Taakstraffen voor schippers na dodelijke aanvaring Waddenzee
Volgens de rechtbank hebben beide boten te hard gevaren. De schippers hebben ook niet goed met elkaar gecommuniceerd via de marifoon, over de manier waarop zij elkaar zouden passeren. De rechtbank meent dat de verdachten vaart hadden moeten en kunnen minderen of hun vaartuigen zelfs helemaal stil hadden kunnen leggen. De gevolgen van de aanvaring kunnen hun daarom worden verweten, zo redeneert de rechtbank, die dood door schuld en het toebrengen van zwaar lichamelijk letsel bewezen acht.
Het Openbaar Ministerie had tegen beiden werkstraffen van 180 uur geƫist, naast voorwaardelijke celstraffen van drie maanden.
Reddingswerkers
De snelle veerboot, de Tiger, was op de bewuste dag onderweg van Terschelling naar Harlingen. De watertaxi, de Stormloper, voer in tegengestelde richting. De Tiger voer vlak voor het ongeluk 55 kilometer per uur, de watertaxi bijna 30 kilometer per uur. In het Schuitengat geldt een maximumsnelheid van 20 kilometer per uur. Als beide vaartuigen zich aan de maximumsnelheid hadden gehouden, hadden zij twee keer zoveel tijd gehad om met de situatie om te gaan, berekende de rechtbank.
Na de aanvaring zonk de watertaxi, met zeven opvarenden aan boord. De rechtbank prees het snelle optreden van reddingswerkers, die vier mensen wisten te redden.
Onderscheid
"Niet te bevatten en hartverscheurend", zo omschreef de rechtbank het leed van de nabestaanden van de om het leven gekomen slachtoffers. Daarnaast onderstreepte de rechtbank dat ook beide schippers hard zijn getroffen door de gebeurtenissen, die zij nooit hebben gewild.

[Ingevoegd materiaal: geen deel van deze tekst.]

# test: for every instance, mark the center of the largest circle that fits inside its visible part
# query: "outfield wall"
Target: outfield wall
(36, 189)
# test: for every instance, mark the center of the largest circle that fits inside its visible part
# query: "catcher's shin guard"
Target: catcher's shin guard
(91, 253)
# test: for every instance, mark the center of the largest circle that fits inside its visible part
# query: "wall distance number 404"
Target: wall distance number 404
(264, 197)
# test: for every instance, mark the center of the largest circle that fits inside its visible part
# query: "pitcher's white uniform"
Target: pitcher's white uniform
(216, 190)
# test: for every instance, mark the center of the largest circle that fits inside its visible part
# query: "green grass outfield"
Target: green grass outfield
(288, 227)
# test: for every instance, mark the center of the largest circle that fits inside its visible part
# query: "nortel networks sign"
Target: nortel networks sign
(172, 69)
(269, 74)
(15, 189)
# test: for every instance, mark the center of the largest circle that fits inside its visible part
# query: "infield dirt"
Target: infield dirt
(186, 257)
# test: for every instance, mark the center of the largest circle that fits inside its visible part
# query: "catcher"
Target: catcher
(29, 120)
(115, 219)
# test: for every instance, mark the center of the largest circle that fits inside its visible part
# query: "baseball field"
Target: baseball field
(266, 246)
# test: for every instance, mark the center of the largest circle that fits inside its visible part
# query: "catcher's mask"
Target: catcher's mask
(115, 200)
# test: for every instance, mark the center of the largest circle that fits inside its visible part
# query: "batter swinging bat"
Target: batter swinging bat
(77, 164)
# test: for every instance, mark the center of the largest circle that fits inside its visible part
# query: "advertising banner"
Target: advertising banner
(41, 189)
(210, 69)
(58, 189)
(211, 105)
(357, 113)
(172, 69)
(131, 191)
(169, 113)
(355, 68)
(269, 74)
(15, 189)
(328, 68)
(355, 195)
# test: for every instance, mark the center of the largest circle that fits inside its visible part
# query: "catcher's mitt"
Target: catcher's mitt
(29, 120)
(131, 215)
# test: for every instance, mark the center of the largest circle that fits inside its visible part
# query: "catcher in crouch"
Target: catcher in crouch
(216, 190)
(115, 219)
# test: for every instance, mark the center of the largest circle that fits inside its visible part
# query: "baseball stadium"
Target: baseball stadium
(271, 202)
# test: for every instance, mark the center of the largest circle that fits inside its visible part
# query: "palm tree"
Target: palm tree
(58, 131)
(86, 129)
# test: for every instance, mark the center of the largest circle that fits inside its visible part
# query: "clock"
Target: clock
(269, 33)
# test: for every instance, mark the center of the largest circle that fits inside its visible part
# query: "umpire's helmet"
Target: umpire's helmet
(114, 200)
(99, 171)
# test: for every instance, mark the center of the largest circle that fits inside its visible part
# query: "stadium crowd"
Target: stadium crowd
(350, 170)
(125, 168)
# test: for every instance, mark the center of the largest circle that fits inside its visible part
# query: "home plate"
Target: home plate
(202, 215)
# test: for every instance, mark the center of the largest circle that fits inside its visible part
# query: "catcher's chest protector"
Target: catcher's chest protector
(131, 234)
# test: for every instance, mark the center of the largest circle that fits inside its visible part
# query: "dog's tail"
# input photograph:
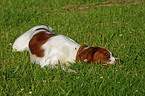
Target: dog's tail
(21, 43)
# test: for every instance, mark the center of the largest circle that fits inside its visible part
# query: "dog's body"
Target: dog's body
(47, 48)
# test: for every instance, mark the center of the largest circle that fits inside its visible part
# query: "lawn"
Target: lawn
(118, 25)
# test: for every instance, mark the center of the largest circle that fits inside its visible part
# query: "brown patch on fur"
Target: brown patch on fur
(37, 41)
(93, 55)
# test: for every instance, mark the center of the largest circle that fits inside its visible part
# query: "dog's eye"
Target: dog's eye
(105, 54)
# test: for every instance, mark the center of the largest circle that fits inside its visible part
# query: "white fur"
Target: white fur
(21, 43)
(58, 49)
(112, 59)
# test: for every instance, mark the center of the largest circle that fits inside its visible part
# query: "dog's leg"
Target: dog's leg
(65, 69)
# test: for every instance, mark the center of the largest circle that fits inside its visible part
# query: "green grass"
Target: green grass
(95, 23)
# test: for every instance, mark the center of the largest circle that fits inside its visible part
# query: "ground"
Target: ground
(117, 25)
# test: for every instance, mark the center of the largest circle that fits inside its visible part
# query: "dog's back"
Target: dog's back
(22, 42)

Tjalling van der Goot, advocaat van de Tigerkapitein, noemde het vonnis "vernietigend" en beraadt zich op hoger beroep. Hij vindt het moeilijk te verteren dat de rechtbank geen onderscheid heeft gemaakt tussen beide verdachten. Dat had wel gemoeten, vindt hij, omdat de schipper van de watertaxi zijns inziens meer fouten heeft gemaakt dan de kapitein van de veerboot.